『12人の怒れる男』(英題:12 Angry Men)
監督:ニキータ・ミハルコフ
出演:セルゲイ・マコヴェツキー,ニキータ・ミハルコフ,セルゲイ・ガルマッシュ,
ヴァレンティン・ガフト,アレクセイ・ペトレンコ,ユーリ・ストヤノフ,
セルゲイ・ガザロフ,ミハイル・イェフレモフ,アレクセイ・ゴルブノフ,
セルゲイ・アルツィバシェフ,ヴィクトル・ヴェルズビツキー,ロマン・マディアノフ他
シドニー・ルメット監督の『十二人の怒れる男』(1957)をロシアでリメイク。
『12人の優しい日本人』(1991)も、
『十二人の怒れる男』をモチーフとしています。
この日記(注:引っ越し前の「さるさる日記」)は1000字が上限なので、
毎回、最初は出演者を10人くらい挙げておき、
本文が長くなったときはそれを削ります。
しかし、陪審員制度の話となると、12人のうちの誰かは削れませんねぇ。
長い名前の多いこと。

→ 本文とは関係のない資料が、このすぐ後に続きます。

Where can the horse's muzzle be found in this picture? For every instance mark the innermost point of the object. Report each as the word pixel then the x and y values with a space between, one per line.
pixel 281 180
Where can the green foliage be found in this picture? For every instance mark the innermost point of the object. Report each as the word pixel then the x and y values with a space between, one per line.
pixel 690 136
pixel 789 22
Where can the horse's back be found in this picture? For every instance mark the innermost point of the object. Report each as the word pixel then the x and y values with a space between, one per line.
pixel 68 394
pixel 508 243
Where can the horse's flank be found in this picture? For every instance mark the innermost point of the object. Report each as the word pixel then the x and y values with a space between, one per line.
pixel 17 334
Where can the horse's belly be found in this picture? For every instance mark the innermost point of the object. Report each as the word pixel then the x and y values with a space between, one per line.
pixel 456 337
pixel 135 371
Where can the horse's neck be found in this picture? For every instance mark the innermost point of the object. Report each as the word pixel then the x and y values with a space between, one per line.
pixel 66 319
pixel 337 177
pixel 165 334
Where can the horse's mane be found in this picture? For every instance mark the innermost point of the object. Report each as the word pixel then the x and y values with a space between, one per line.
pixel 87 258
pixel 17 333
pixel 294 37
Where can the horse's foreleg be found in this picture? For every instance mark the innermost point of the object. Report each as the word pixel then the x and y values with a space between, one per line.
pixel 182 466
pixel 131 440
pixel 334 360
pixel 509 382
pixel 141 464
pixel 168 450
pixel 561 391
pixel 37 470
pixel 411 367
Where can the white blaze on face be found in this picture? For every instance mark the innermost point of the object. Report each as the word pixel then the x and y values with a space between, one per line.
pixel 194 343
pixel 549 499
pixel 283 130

やたら「なんたらフ」が多いし。
ロシアの裁判所。
被告である少年ウマルは、養父殺しの罪に問われている。
ウマルは無実を訴えているが、検察側は終身刑を求刑。
12人の陪審員に評決が託される。
ウマルにとって圧倒的に不利な証拠と証言が揃い、
12人全員一致で即座に有罪を下すことが確実だと思われていたが、
ただ1人の陪審員だけが無罪を主張する。
ご存じのように、評決は全員一致が前提です。
オリジナル同様、陪審員が一室にこもり、
全員一致の評決に達するまでを描いていますが、
裁判所の部屋が補修中で、
隣接する小学校の体育館で議論するところも含め、
ロシアならではの要素が興味を引き、お見事。
まず、被告のウマルがチェチェン人。
チェチェン紛争で両親を亡くした彼を引き取ったのが、ロシア軍の将校。
また、陪審員が全員男性で中高年。
こんなに偏った人選でいいのかと思いますが、
出身地が違えども、同じ国で同じ世代を生きてきた男たちだからこそ、
最終的には理解し合える部分があるのでは。
ウマルと同じ地方の出身である陪審員が、
ナイフ片手に踊ってみせる姿にも引き込まれます。
彼らにとってはナイフは体の一部で、
人を刺すときにはこうは使わないという台詞にも説得力が。
中途半端に大ネタバレです。
ウマルの無実を信じつつ、もしも無罪の評決を下せば、
彼がシャバで殺されてしまうことを悟った陪審員たち。
有罪にすれば刑務所の中で一生安泰。さて、どちらに。